Escrevo estas reflexões no momento em que a sociedade se divide, espezinhando a razão e a serenidade, por conta dos fatos políticos recentes. A Operação Lava Jato destampa o fétido esgoto da corrupção política e empresarial que, há séculos, vem forjando nossa cultura de poder. Diante de uma verdade que se revela, desconstruindo de forma dolorosa e abrupta mitos e crenças que davam suporte a existência de muitos, é natural o clamor de todos: uns, desesperados em segurar nos ombros o andor do santo de barro, que a cada dia se mostra mais vulnerável, virando pó; outros, também com seus valores e ídolos, ainda não investigados, como se estes fossem imunes, jogam pedras no adversário que, claudicante, usa todos os recursos que tem a mão, tudo valendo, inclusive a mentira – essa milenar aliada dos poderosos.
A paixão a todos cega. Como em um jogo de espelhos a realidade brinca com nossas percepções, pois um mesmo fato é visto de maneira invertida pelos dois lados – e ambos se colidem num perigoso jogo de força, desestabilizando a nação. Estamos à mercê dos fatos, os quais estão sendo julgados pelo STF e pelo Congresso – com suas falhas e imperfeições, com suas parcialidades e interesses, porém é o que temos de mais eficaz em uma democracia.
Fora da lei voltamos a barbárie.
Leio estarrecido, intelectuais com carreiras brilhantemente construídas ao longo da vida (doutorados no exterior com vacas sagradas da intelectualidade europeia, décadas de atuação na academia e na pesquisa social, outras dezenas de papers e seminários) serem capturados feitos moscas pelos traços significantes da trajetória de Lula, da sua prática política e seu discurso.
Vejo uma negação da realidade coletiva, alimentada por misteriosos mecanismos de defesa, estruturados por um delirante surto persecutório – que aliás, foi sempre este o mecanismo vivenciado pelos movimentos “revolucionários”. Na história antiga, temos os sacerdotes hebreus rasgando suas vestes numa demonstração de ódio contra Jesus, que os chamou de sepulcros caiados.

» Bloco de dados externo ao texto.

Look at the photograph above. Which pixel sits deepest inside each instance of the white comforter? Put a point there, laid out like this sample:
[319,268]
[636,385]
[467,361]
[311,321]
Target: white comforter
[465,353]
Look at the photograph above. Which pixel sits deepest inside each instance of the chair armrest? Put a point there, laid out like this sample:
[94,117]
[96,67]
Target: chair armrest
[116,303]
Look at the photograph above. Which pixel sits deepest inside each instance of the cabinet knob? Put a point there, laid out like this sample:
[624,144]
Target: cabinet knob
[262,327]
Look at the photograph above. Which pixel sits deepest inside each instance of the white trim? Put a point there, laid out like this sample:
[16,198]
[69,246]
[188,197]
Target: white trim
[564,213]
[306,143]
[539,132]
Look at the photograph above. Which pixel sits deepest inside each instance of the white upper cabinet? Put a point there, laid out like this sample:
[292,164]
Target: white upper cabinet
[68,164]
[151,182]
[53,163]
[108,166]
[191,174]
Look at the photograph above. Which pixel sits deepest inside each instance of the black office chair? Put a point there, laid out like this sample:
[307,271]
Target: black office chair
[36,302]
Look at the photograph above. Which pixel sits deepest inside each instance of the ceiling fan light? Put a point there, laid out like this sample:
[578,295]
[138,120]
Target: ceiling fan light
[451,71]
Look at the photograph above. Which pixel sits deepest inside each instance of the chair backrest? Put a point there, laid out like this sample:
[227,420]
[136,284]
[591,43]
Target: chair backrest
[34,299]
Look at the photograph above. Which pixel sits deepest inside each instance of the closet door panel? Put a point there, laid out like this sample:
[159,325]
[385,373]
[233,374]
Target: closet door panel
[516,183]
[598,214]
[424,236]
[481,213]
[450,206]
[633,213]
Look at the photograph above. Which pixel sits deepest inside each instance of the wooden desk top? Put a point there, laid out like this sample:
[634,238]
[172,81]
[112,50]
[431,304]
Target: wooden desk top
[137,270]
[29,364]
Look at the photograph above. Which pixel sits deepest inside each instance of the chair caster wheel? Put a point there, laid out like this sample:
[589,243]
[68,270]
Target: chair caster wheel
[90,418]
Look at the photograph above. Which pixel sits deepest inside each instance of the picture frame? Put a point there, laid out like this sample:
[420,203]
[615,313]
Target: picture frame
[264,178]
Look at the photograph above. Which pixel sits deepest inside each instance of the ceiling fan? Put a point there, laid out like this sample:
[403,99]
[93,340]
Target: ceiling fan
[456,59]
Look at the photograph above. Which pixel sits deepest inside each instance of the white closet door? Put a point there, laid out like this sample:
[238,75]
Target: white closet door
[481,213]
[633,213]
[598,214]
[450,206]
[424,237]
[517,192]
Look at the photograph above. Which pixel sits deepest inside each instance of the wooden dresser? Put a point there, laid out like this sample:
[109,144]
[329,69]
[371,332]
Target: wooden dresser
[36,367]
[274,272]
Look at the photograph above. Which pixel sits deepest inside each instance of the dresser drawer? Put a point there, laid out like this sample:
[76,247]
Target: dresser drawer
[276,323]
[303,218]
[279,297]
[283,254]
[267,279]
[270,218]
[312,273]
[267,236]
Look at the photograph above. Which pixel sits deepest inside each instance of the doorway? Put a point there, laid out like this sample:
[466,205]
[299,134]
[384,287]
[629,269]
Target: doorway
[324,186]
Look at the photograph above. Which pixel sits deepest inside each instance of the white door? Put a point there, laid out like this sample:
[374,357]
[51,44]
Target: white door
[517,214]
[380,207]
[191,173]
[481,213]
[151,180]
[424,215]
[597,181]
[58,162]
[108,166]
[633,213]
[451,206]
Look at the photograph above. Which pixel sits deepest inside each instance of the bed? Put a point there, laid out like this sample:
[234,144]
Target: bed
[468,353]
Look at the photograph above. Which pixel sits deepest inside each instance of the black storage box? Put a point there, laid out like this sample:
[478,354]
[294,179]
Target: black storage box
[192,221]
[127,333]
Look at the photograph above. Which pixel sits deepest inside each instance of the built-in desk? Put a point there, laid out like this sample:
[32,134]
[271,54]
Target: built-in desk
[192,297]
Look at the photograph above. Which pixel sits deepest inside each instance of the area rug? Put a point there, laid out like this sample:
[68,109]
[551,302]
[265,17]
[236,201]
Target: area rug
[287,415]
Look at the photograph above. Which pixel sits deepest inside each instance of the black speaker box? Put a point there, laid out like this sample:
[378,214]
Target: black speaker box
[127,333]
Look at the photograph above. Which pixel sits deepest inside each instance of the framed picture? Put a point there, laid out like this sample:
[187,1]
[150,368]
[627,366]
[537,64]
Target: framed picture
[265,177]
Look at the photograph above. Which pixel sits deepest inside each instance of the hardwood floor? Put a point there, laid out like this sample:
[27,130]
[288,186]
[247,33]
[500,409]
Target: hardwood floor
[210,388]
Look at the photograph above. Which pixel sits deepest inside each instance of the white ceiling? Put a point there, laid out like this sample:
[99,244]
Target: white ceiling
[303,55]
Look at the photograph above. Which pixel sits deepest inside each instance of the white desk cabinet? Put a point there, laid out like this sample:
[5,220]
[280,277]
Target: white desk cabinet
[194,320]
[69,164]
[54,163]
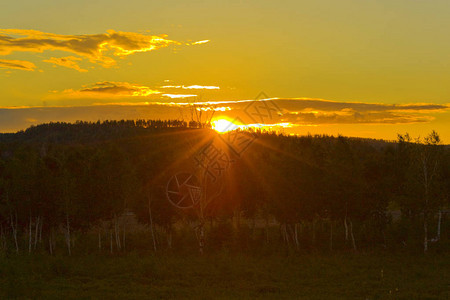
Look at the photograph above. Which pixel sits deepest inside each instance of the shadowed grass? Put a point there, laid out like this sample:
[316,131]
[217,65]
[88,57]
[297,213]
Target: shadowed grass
[224,276]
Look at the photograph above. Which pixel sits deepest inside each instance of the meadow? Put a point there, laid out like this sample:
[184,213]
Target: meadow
[226,276]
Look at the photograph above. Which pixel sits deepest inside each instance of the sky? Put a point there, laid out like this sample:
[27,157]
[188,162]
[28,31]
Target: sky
[351,67]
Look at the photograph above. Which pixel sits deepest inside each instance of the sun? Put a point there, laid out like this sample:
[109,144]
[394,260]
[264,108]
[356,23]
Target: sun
[223,125]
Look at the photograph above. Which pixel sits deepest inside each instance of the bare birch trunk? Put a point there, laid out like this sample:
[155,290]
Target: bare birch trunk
[314,234]
[50,244]
[29,236]
[36,232]
[346,229]
[14,229]
[331,235]
[438,234]
[68,235]
[151,222]
[100,240]
[425,235]
[296,236]
[110,234]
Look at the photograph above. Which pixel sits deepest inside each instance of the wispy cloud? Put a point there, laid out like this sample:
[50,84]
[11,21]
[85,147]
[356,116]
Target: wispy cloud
[319,111]
[200,42]
[70,62]
[108,89]
[179,96]
[191,87]
[296,112]
[17,65]
[97,48]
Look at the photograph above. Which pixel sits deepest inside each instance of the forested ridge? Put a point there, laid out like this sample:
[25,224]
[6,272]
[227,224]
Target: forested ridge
[89,187]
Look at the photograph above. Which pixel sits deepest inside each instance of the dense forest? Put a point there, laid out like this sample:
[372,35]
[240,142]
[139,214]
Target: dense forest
[102,187]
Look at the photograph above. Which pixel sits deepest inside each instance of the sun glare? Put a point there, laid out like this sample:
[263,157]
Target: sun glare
[223,125]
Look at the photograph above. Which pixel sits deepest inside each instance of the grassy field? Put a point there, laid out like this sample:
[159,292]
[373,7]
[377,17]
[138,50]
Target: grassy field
[226,276]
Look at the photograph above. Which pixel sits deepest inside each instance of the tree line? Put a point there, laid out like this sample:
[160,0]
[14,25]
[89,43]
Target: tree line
[66,185]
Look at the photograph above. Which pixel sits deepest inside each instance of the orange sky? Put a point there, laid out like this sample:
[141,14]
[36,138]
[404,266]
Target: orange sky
[358,68]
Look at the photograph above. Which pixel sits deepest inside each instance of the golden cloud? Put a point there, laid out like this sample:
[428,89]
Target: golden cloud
[94,47]
[191,87]
[17,65]
[68,62]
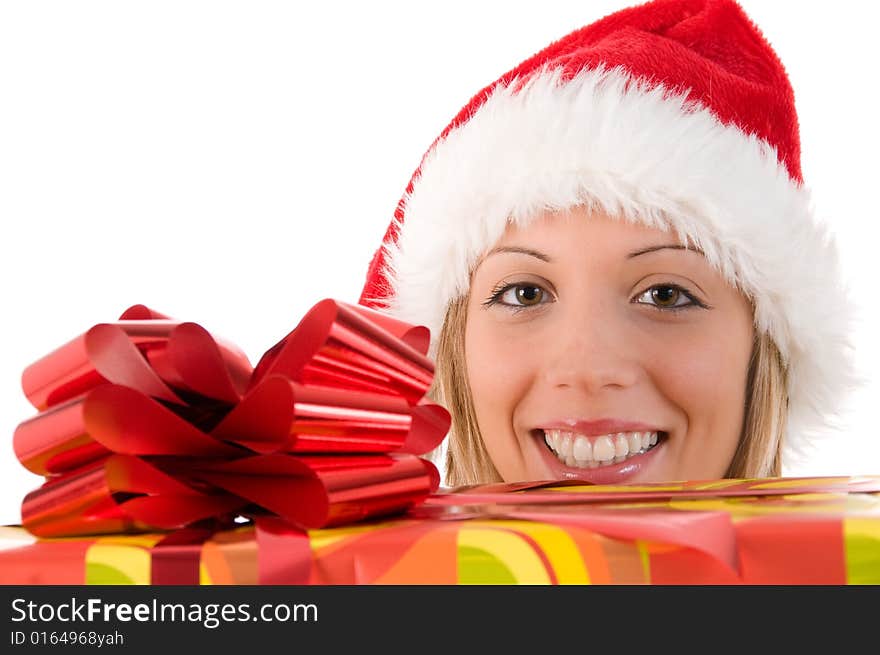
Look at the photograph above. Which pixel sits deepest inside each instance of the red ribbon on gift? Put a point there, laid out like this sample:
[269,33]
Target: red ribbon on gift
[150,423]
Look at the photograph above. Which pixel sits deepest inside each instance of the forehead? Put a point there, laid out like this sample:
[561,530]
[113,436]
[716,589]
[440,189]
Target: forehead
[579,227]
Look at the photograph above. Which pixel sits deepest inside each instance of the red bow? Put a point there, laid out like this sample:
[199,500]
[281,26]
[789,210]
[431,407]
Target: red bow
[150,423]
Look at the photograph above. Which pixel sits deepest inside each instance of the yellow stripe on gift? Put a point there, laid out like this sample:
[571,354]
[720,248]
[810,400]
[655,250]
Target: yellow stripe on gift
[121,559]
[497,556]
[558,547]
[862,546]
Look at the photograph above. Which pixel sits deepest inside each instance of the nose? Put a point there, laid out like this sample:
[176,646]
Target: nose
[591,351]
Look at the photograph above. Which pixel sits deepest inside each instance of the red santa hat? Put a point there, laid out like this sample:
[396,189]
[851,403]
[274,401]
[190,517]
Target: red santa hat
[676,114]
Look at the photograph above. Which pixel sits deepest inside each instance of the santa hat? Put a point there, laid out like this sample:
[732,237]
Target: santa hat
[676,114]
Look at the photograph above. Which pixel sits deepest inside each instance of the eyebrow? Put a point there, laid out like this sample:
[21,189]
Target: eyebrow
[520,251]
[667,246]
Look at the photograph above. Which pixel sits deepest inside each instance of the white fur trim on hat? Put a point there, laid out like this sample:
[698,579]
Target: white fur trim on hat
[648,155]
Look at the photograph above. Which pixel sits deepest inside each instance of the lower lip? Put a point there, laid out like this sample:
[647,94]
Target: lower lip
[620,473]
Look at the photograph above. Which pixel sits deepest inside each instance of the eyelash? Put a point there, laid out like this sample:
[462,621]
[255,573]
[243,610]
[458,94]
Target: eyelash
[499,291]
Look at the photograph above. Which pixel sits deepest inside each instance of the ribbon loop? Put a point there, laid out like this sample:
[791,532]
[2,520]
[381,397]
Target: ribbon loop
[151,423]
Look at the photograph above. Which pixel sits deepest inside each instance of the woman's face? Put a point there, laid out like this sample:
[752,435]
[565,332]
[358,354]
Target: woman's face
[602,350]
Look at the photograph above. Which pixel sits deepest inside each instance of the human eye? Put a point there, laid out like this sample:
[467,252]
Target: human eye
[518,296]
[670,297]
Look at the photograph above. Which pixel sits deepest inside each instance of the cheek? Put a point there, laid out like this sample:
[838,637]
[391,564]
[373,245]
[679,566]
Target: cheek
[497,369]
[500,375]
[705,376]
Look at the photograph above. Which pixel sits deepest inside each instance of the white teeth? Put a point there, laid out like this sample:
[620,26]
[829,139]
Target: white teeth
[603,449]
[583,449]
[563,445]
[635,442]
[580,451]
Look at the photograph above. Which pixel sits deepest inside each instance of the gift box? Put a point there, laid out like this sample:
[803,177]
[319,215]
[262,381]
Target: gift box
[780,531]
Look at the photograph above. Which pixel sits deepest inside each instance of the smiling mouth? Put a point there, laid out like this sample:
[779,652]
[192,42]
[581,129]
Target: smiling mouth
[580,451]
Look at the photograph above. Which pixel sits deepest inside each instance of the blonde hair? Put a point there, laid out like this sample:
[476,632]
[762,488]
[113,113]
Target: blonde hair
[467,461]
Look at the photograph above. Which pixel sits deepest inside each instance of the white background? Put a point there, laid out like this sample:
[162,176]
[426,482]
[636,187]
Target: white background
[234,163]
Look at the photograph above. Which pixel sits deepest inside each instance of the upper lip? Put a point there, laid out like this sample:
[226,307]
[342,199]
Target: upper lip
[594,428]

Vencerem, com a crucificação daquele que ousara descortinar a falsa realidade que dava suporte a estrutura de poder de uma elite; na Alemanha, Hitler volta seu discurso histérico contra judeus e minorias étnicas, transformando-os em objeto fóbico, conduzindo uma enorme maioria da culta sociedade alemã a um ódio e violência irracional contra milhões de judeus; durante a ditadura militar de 1964 foi o conceito de “Segurança Nacional” que justificou a tortura e morte de vários que se opuseram ao Regime; o regime de Fidel em Cuba, após justificada defesa contra a tentativa de invasão americana, se nutriu, por décadas, usando este “surto persecutório” contra os Estados Unidos para sustentar seu regime.
É necessário tornar o outro absoluta e completamente culpado pelas adversidades e ameaças, daquilo que nossa ideologia tão impecavelmente forjou, para entender e dar conta da realidade política e social. Se a realidade histórica, com seus fatos impermeáveis aos nossos discursos, teorias e práticas políticas, insiste em se desviar, não é culpa nossa e sim do outro.
Este é um estranho comportamento que nasceu ainda em nossa pré-história, quando vivíamos em hordas, adorando o sol e a lua, erigindo totens para nos proteger das intempéries da natureza e tentar dar sentido a morte. O totem, com seus poderes imaginariamente projetados pelo homem, incorpora uma áurea sobrenatural fundamental para dar suporte a nossa frágil e efêmera existência.
Esta prática primitiva está na raiz das religiões, na formação do Estado Moderno e nas ideologias. Basta um desequilíbrio, como a crise que vivemos hoje, para voltarmos a nossa prática atávica.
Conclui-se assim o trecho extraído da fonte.